Doha, Qatar: Hamad Bin Khalifa University Press launched the first of a series of three literary workshops on March 26th, 2017, as a part of its community outreach campaign to help promote local literature, literacy, discovery, scholarship and learning.
The workshop, which was led by the Arabic Editor at HBKU Press, Jameela Sultan Almass Aljassem, was held in the Student Center at Education City and included around teachers, librarians and academic coordinators from schools across Qatar. The theme, Tell me a Story, explored the art of storytelling and how to choose books for children that address sensitive issues and emotions, modelled after children’s books published by HBKU Press.
“Books are published for two different reasons: to entertain and/or to inform,” explains Aljassem. “It’s easy for teachers and librarians and coordinators to choose books that will entertain their students; but how do you choose the right book to explain, for example, a death in the family? Or the immeasurable bonds of family?
“The goal of this workshop is to provide these administrators with the tools they need to be able to identify the power that literature has in informing and opening up a dialogue with children about sensitive issues.”
According to Aljassem, the three criteria to consider when choosing literature that helps inform children include the age group, the content level and the physicality of the book.
First and foremost, it helps to know the audience that you are targeting and understand their comprehension level. Books should be chosen as per a certain age group’s level of mental comprehension which will be reflected in the language and picture choice.
Aligning the age group of the book to the target audience will help with the next point which is content choice. The best books can relay messages to children clearly while inspiring them to identify and question concepts and lessons learned. If a story has the child asking questions about the plotline or characters, chances are it is too complex.
Finally, the physicality of the book is almost as important as the content and age group. For younger children, sturdy, cardboard books provide children will limited dexterity the ability to grasp the book by themselves; while older children will manage just fine with thinner paper and paperback covers.
In addition to these criteria, Aljassem went on to detail how the actual storytelling also affects a child’s comprehension of and interest in a book.

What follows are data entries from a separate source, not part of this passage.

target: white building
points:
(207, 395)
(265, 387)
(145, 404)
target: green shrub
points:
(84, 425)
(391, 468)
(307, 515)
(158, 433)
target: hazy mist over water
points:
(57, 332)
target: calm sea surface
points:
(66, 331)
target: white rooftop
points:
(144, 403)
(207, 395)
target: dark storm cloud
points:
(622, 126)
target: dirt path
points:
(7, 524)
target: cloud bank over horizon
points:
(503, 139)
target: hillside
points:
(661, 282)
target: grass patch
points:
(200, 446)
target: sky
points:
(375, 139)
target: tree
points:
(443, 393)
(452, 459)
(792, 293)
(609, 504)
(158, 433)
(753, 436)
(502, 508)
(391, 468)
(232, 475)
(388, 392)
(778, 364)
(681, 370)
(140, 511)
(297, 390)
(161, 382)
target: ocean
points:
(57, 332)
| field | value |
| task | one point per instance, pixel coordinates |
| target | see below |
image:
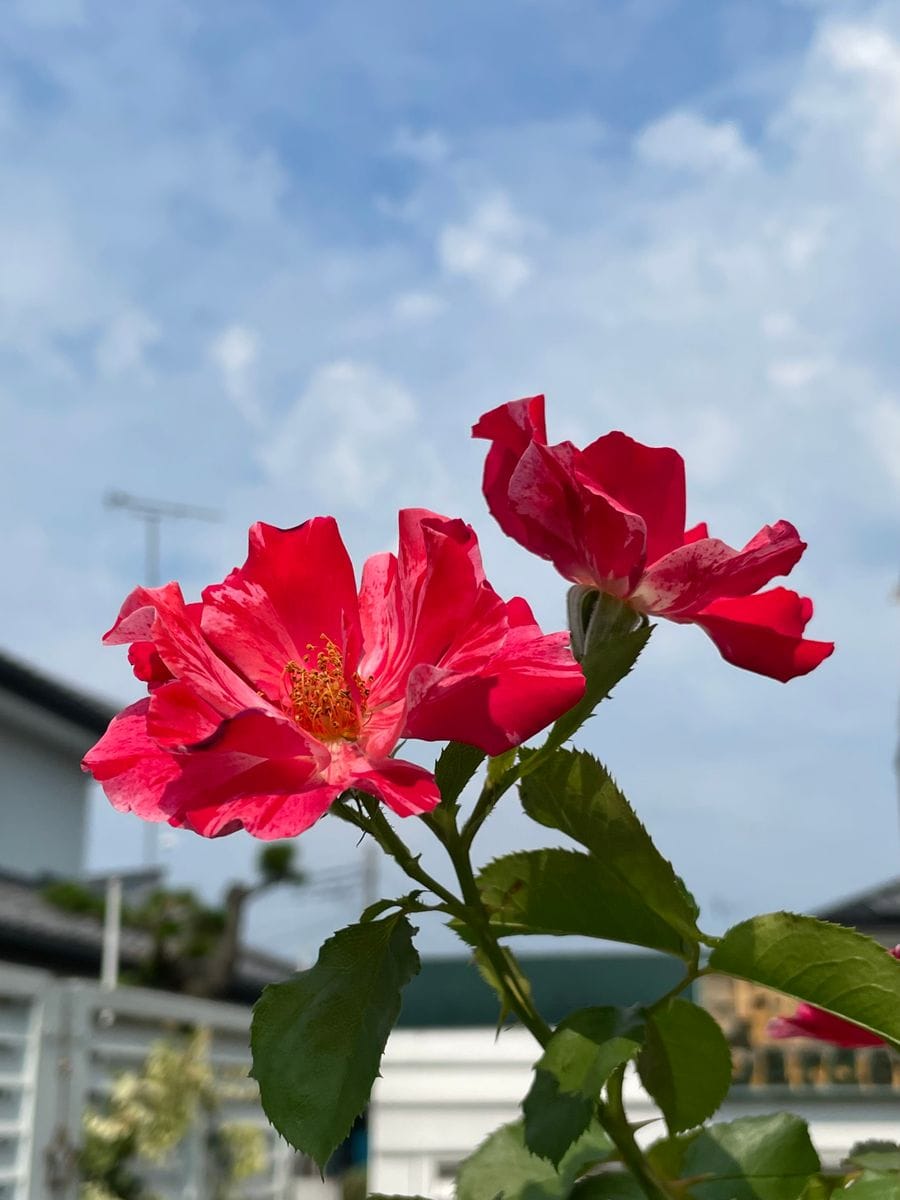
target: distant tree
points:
(193, 946)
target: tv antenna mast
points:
(153, 514)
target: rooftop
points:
(36, 933)
(28, 683)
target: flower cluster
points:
(287, 685)
(612, 517)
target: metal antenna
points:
(153, 514)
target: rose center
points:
(323, 700)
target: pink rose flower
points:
(612, 517)
(285, 685)
(809, 1021)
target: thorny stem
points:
(492, 792)
(378, 827)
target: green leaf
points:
(504, 1168)
(575, 793)
(681, 1038)
(606, 664)
(612, 1186)
(565, 892)
(876, 1156)
(870, 1186)
(837, 969)
(317, 1038)
(455, 767)
(666, 1156)
(581, 1055)
(501, 765)
(751, 1158)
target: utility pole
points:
(153, 514)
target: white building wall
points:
(43, 797)
(443, 1091)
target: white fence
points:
(61, 1045)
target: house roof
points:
(27, 683)
(877, 909)
(36, 933)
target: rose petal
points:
(690, 579)
(645, 480)
(763, 634)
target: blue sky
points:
(276, 258)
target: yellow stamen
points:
(322, 697)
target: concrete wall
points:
(43, 799)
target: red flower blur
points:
(809, 1021)
(285, 687)
(611, 516)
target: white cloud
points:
(687, 141)
(235, 351)
(124, 343)
(347, 433)
(745, 316)
(417, 306)
(881, 426)
(796, 373)
(486, 247)
(427, 148)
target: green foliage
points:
(565, 892)
(583, 1051)
(276, 863)
(605, 663)
(318, 1038)
(612, 1186)
(666, 1156)
(870, 1186)
(575, 793)
(456, 765)
(504, 1169)
(684, 1063)
(835, 969)
(751, 1158)
(149, 1113)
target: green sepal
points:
(605, 663)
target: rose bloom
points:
(809, 1021)
(285, 687)
(612, 517)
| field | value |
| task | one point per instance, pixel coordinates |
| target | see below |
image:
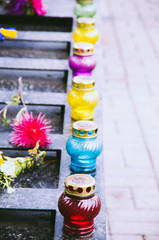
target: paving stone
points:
(119, 227)
(129, 181)
(128, 171)
(119, 198)
(151, 237)
(133, 215)
(146, 198)
(126, 237)
(131, 58)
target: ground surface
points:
(130, 30)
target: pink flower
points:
(38, 7)
(28, 131)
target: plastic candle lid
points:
(83, 82)
(83, 49)
(86, 22)
(81, 185)
(85, 129)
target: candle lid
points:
(83, 48)
(86, 22)
(85, 129)
(81, 185)
(85, 1)
(83, 82)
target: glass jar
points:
(84, 146)
(83, 98)
(82, 62)
(85, 8)
(79, 204)
(85, 31)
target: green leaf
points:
(4, 116)
(22, 110)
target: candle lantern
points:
(85, 31)
(84, 146)
(83, 98)
(82, 62)
(85, 8)
(79, 204)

The idea is that the storyteller can use different tactics to engage a child, like changing their voice for different characters or varying volume levels, intonation, pitch and enthusiasm to reflect the mood of the story. Aljassem provided examples of how books published by HBKU Press meet these criteria and are able to tackle difficult issues for children in a sensitive, yet informative way and explained how one could vary the presentation of each story to be as effective as possible.
Among many HBKU Press children’s titles, La ya Tarek’s shows children that a mother’s love has no bounds; Ana w Mah sensitively explores how to deal with the loss of a loved one; and Khayal Manal challenges the perception of children with disabilities. Each book is a shining example of how children’s literature, when done right, can inform their audience about issues that are otherwise difficult to verbalize and comprehend for young children.
Majida Mustafa Al Waraq, an Early Childhood Educator from Al Israa Primary Independent School for Girls, attended the conference in the hopes of learning how to deal with the various types of students in her class when it came to storytelling.
“I came to this workshop to get ideas about how to tell a story in and interesting and engaging way,” Al Waraq explains. “Not all of my students are interested in reading or listening to stories: some of them tend to be more visual, others like to listen, and some are very active and like the story to be acted out in order for them to be engaged. I came here in the hopes that I could get some ideas on how to continuously engage the different types of students in my class.”
Many other attendees shared the same reasoning for attending the workshop. Al Waraq’s colleague, Aisha al Mansouri, a second grade teacher of Arabic literature positively praised the outcome of the workshop on all different levels.
“It was a very beneficial and enjoyable workshop. I learned how a story should be chosen and told to certain age groups, and how to determine what stories work for what age groups” she explains. “Not only that, the workshop was presented very well. Rather than simply reading off of slides, the presenter was very engaging which kept the audience interested for the whole session. I learned a lot and I am glad that I came. I look forward to the next in this series of workshops.”